The early stories are full of interesting ideas, but they are long, and their plots veer all over the place. However, there is a dramatic and noticeable change about halfway through the book, starting with the stories published in 1995. They get shorter, more succinct, and very much more focused. This begins with “North of Diddy-Wah-Diddy,” an amusing tale about a hell-bound train, “Radio Waves,” a frightening story about life after death, and “The Dead,” a chilling tale about commercialized zombies.

In these stories, though, Swanwick is just warming up. He goes on to near-perfect stories such as “Radiant Doors,” “The Very Pulse of the Machine,” “Wild Minds,” and “Scherzo with Tyrannosaur.” These stories are lean, incisive, fascinating, and for the most part dark; they are among the finest science fiction stories ever written.

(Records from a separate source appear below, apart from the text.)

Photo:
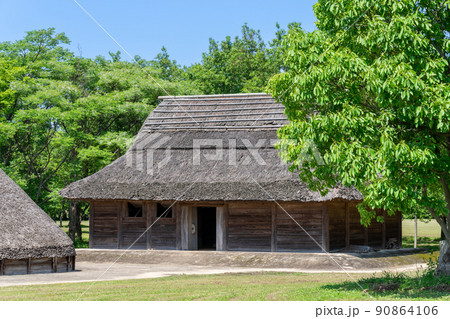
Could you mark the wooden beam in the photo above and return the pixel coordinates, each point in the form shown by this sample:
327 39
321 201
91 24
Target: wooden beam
274 227
347 225
91 223
383 231
325 228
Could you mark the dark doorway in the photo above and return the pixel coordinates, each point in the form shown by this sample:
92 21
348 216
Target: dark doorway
206 217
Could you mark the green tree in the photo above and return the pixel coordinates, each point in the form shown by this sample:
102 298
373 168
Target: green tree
63 117
371 89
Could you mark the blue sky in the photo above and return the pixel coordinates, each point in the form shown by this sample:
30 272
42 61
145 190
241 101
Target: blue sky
143 27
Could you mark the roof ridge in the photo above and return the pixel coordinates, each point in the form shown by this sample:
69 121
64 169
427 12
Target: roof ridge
213 95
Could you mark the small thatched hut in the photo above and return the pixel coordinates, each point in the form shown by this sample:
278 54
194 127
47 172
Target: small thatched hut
30 241
204 173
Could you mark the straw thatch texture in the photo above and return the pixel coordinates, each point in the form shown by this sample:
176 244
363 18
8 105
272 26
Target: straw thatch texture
237 131
26 231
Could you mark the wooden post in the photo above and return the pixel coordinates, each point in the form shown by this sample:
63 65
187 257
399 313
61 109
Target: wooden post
184 227
55 264
150 213
28 265
383 231
347 225
325 228
366 236
91 223
177 210
123 207
415 230
221 228
73 263
274 227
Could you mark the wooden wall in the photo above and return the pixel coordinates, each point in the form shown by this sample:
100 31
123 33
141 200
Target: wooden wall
250 226
246 226
292 237
37 265
104 224
337 220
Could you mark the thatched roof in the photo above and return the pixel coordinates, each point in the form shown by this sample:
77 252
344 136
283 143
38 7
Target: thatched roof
162 165
26 231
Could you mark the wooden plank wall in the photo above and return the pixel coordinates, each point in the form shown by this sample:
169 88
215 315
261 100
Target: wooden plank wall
375 233
337 219
394 227
346 229
290 237
357 233
164 232
249 226
132 229
105 224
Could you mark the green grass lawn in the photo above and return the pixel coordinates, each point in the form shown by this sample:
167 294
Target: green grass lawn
428 234
255 286
430 229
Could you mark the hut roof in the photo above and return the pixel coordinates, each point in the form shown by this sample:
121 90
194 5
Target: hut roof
235 158
26 231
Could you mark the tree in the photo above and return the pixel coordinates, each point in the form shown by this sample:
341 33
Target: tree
63 118
371 89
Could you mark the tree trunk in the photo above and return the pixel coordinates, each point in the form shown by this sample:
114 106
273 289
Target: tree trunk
444 259
75 220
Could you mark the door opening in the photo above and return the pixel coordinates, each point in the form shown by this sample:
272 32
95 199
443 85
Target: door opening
206 217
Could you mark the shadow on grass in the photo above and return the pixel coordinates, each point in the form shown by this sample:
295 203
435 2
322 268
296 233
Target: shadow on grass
422 285
431 244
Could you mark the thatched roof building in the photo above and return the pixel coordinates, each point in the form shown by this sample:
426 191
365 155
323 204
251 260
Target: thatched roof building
211 162
27 233
240 123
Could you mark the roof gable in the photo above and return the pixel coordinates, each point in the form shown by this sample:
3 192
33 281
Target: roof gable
217 112
25 229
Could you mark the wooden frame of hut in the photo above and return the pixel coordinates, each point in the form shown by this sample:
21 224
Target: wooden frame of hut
203 173
30 241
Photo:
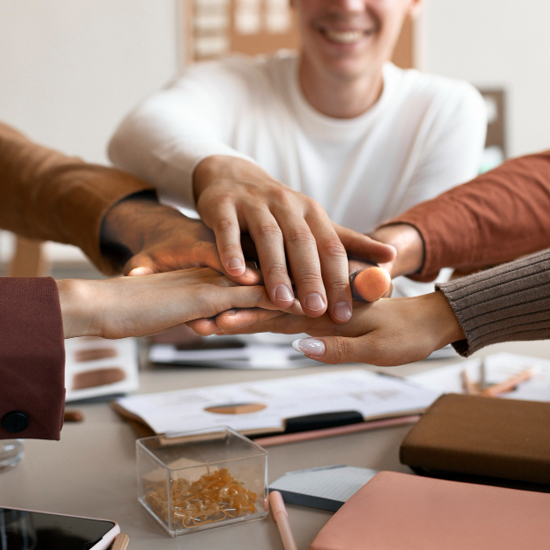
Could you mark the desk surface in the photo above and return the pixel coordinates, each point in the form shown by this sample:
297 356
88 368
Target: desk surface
92 470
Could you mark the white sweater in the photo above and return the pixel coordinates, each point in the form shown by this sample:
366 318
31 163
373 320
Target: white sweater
424 135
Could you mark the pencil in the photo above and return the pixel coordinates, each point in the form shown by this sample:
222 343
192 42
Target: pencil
121 542
509 384
281 517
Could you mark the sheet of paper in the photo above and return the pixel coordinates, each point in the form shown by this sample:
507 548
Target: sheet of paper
498 367
370 394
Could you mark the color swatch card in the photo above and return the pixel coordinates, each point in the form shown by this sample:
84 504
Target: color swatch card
95 367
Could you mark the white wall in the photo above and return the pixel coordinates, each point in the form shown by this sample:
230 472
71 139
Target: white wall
71 69
496 43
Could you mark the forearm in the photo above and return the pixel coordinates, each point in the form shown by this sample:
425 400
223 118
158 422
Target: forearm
496 217
506 303
48 196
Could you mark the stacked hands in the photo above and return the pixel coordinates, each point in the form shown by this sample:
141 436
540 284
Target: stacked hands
291 275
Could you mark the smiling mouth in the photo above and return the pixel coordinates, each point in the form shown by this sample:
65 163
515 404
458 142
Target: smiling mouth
345 37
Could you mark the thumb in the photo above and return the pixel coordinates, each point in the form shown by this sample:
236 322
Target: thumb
141 264
334 349
371 284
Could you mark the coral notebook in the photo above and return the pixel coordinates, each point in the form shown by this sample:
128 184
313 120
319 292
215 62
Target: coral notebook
395 511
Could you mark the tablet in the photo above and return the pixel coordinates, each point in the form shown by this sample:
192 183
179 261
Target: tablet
28 529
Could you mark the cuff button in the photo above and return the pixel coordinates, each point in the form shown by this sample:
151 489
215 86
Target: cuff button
15 421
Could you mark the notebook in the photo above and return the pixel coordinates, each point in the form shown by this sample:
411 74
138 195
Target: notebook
395 511
482 436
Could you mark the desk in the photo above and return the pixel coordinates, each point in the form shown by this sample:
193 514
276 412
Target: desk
91 471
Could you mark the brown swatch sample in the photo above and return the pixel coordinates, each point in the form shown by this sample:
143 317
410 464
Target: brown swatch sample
97 377
93 354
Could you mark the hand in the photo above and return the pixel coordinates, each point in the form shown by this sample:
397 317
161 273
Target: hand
145 237
388 332
139 306
235 196
369 283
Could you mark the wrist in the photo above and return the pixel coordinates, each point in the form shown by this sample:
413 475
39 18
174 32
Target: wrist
445 326
74 299
131 223
409 244
223 167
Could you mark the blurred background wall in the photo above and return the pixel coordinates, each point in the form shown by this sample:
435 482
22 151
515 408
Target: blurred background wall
71 69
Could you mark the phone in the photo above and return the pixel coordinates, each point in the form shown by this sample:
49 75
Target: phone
32 530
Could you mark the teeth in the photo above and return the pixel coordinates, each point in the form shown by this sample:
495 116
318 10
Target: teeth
345 37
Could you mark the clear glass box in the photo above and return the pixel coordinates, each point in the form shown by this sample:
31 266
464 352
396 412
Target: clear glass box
203 479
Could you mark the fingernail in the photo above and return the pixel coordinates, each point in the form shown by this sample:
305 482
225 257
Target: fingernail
315 301
342 311
235 263
283 293
140 271
310 346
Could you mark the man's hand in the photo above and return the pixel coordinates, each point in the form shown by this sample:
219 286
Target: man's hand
139 306
389 332
295 240
144 237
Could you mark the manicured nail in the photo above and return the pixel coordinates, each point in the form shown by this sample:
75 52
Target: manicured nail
283 293
342 311
235 264
310 346
140 271
315 301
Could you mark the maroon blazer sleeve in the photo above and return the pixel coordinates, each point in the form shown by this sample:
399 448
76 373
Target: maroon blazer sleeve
497 217
32 359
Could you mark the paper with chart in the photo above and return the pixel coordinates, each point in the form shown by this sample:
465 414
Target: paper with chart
263 406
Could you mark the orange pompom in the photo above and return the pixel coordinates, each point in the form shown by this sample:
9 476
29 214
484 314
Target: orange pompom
372 283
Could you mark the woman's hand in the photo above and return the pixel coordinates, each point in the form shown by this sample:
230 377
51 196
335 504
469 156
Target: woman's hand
138 306
389 332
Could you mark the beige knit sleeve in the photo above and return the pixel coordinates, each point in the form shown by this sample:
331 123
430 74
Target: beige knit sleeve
510 302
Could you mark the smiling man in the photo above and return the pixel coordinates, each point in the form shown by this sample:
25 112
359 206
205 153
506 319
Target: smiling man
287 146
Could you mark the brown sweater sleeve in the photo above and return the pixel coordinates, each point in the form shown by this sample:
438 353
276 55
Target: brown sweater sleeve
48 196
497 217
506 303
32 359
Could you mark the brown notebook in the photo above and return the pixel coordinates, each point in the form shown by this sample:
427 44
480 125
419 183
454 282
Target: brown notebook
396 511
507 439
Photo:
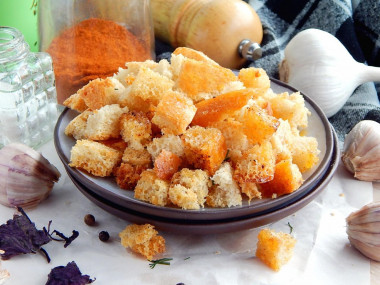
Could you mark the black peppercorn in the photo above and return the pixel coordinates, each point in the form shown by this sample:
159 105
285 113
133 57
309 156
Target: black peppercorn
104 236
89 220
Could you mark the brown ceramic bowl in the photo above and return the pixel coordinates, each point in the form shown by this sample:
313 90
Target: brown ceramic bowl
106 188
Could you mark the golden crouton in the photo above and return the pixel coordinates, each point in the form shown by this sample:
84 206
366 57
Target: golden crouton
274 248
137 157
287 178
135 129
258 125
200 80
257 164
189 188
255 78
152 189
142 239
205 148
128 175
103 124
100 92
305 152
169 142
219 108
225 191
77 126
75 102
174 113
94 157
166 164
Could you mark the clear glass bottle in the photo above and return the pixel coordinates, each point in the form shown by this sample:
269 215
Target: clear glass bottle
89 39
28 103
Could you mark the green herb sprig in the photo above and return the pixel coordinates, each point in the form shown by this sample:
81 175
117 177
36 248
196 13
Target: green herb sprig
162 261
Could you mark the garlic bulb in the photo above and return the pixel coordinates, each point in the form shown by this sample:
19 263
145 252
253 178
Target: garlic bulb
363 230
316 63
26 177
361 151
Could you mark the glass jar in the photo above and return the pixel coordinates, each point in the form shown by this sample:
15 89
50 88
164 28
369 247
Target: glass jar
28 108
90 39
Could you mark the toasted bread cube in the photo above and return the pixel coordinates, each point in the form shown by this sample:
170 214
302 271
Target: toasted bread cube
205 148
287 178
101 92
150 86
94 157
225 191
255 78
152 189
135 129
174 113
75 102
137 157
251 190
274 249
166 164
290 107
77 126
305 152
258 125
219 108
189 188
169 142
103 124
257 164
142 239
128 175
198 79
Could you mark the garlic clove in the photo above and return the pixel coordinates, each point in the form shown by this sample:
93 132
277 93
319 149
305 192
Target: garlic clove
361 151
363 230
26 177
317 63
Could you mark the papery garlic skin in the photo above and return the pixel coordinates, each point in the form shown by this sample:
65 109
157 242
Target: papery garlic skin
361 151
26 177
363 230
316 63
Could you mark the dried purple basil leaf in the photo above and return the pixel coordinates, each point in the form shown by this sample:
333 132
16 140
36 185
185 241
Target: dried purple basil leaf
68 275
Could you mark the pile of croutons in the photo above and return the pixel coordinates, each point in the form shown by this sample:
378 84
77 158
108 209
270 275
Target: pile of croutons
189 133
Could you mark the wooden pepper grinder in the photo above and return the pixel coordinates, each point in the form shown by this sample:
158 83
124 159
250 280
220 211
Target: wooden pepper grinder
228 31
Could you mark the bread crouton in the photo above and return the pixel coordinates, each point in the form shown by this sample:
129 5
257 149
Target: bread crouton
219 108
100 92
258 125
257 164
103 124
166 164
77 126
94 157
205 148
225 191
135 129
255 78
137 157
128 175
290 107
143 239
287 178
305 152
200 80
169 142
152 189
189 188
274 249
75 102
174 113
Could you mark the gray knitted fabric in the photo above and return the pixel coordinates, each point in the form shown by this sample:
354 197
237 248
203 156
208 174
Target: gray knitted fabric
355 23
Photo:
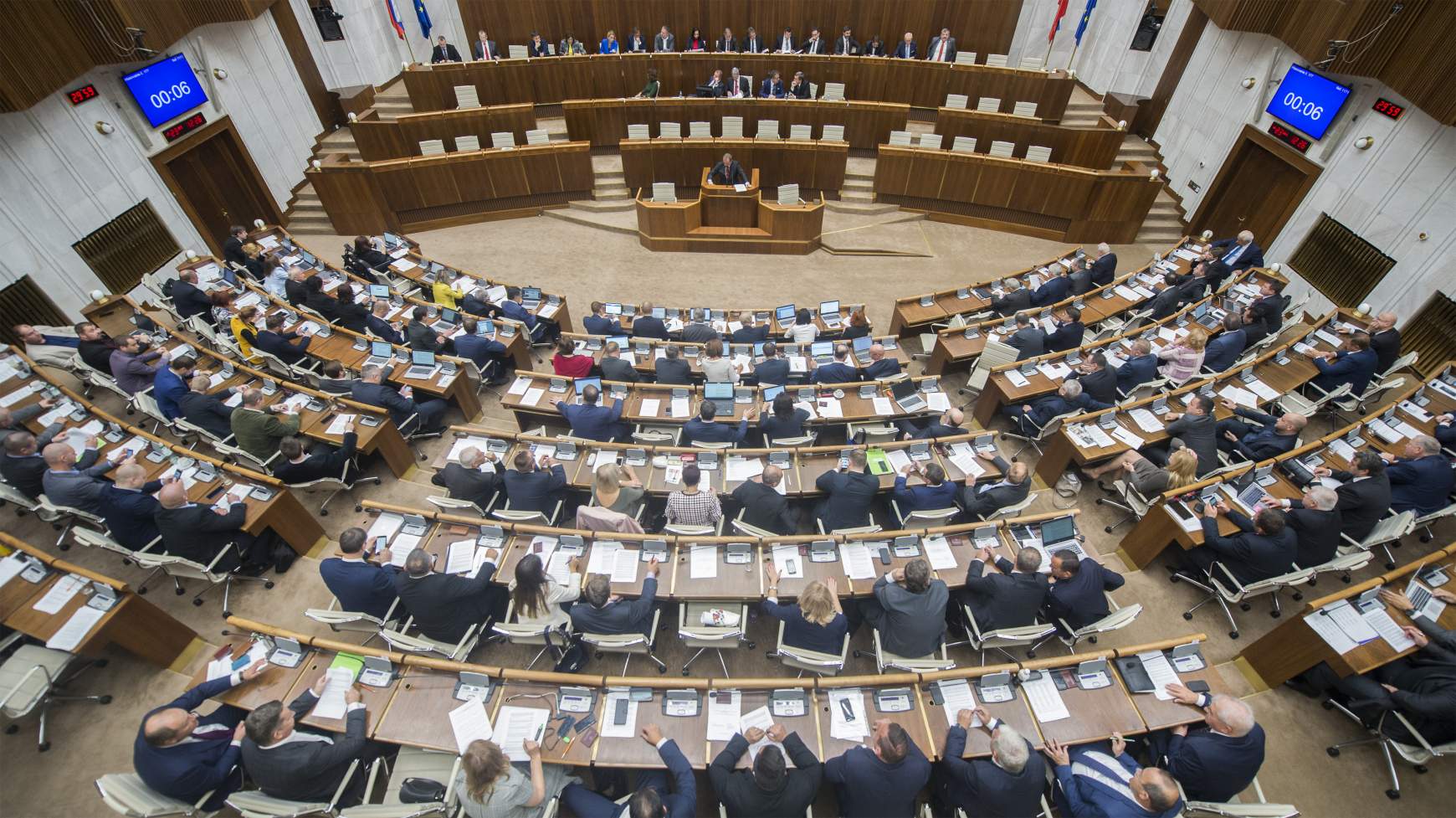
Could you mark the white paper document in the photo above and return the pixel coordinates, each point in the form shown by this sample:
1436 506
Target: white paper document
470 722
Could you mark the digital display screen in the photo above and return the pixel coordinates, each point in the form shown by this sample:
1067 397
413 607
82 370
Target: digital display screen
167 90
1308 101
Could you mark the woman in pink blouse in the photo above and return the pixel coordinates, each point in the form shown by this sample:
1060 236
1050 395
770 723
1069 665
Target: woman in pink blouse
1184 359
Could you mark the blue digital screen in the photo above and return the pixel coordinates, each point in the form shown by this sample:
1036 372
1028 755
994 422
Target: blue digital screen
1308 101
167 90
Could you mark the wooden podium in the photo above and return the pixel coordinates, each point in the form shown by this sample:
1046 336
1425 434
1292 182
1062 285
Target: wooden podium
724 219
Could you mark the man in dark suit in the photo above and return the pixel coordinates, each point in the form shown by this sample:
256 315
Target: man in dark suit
600 613
1315 522
1137 368
484 47
1015 299
1263 438
986 497
673 368
1078 594
1027 340
128 507
771 786
1053 289
592 420
356 582
1098 379
289 347
200 532
1263 547
849 495
1007 595
207 411
1420 479
600 324
1069 330
303 466
1218 760
649 326
1363 493
1237 254
907 49
1009 784
946 426
1226 346
836 372
761 503
444 605
881 776
657 796
296 766
531 489
772 369
704 426
728 172
469 479
190 299
1194 429
443 51
185 755
372 389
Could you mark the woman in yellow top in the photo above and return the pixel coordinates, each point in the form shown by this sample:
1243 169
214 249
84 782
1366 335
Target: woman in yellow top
245 332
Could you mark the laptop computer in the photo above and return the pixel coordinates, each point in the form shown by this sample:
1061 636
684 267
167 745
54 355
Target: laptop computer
907 395
721 397
423 365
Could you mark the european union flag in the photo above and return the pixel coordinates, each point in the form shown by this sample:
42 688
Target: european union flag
1082 25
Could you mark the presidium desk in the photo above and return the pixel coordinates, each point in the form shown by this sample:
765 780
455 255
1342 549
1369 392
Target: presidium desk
724 219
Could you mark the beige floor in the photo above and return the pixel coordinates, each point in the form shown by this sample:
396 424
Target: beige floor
590 265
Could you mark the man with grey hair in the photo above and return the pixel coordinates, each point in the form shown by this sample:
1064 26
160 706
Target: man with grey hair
1213 763
1315 522
1007 784
1420 479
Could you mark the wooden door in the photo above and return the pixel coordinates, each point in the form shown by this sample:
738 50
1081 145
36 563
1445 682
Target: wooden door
216 183
1259 186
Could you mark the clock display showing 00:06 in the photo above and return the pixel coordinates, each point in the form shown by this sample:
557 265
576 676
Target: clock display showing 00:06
1296 102
167 96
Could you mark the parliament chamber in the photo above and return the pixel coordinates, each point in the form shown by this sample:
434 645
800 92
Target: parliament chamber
840 407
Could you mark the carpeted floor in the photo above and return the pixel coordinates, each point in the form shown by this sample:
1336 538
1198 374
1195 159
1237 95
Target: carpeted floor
590 265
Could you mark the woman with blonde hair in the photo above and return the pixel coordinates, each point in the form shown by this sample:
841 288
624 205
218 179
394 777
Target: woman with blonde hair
616 487
816 621
1184 359
1146 477
490 786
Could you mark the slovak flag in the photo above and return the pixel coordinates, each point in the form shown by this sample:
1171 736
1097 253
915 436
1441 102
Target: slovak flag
393 19
1056 21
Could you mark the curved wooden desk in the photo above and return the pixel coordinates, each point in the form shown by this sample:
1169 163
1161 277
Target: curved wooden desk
722 219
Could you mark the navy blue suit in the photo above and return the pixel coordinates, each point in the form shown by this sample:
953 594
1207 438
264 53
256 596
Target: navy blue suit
1052 292
594 422
714 432
1136 371
623 615
533 491
1349 368
602 326
188 770
358 585
1423 485
1223 350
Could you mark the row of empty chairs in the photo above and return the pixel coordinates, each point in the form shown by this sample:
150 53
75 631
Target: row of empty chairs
733 129
498 139
989 105
967 145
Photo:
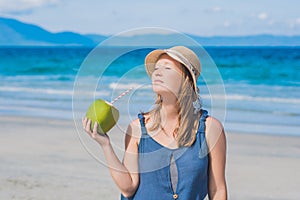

My favorite story in the book, “Wild Minds,” is also the shortest. It’s a prime example of the principle that verbosity often does not equate with excellence. The plot is simple. A man meets a woman at a businessperson’s orgy. He is a “wild mind,” meaning someone who has chosen not to modify their brain for super intelligence while discarding their emotions in the process. The woman is modified, but she has to go in for some sort of servicing, and in the meantime her emotions are poking through. She is also a salesperson, and she allows the protagonist a brief glimpse of what it means to be enhanced. It is a wonderful sensation, but it makes him more determined than ever not to do it when he realizes how much of his humanity will be compromised. This story perfectly captures one of science fiction’s most important themes: how technology impacts the lives of humans, although it inevitably offers no easy answers.

So this collection has some of the best science fiction stories ever written, but they are all in the second half of the book. I think if I had been the editor, I might have shuffled the contents around a bit differently. Be that as it may, it is what it is, and it is definitely worth persevering to come to the prime works of a master short story writer.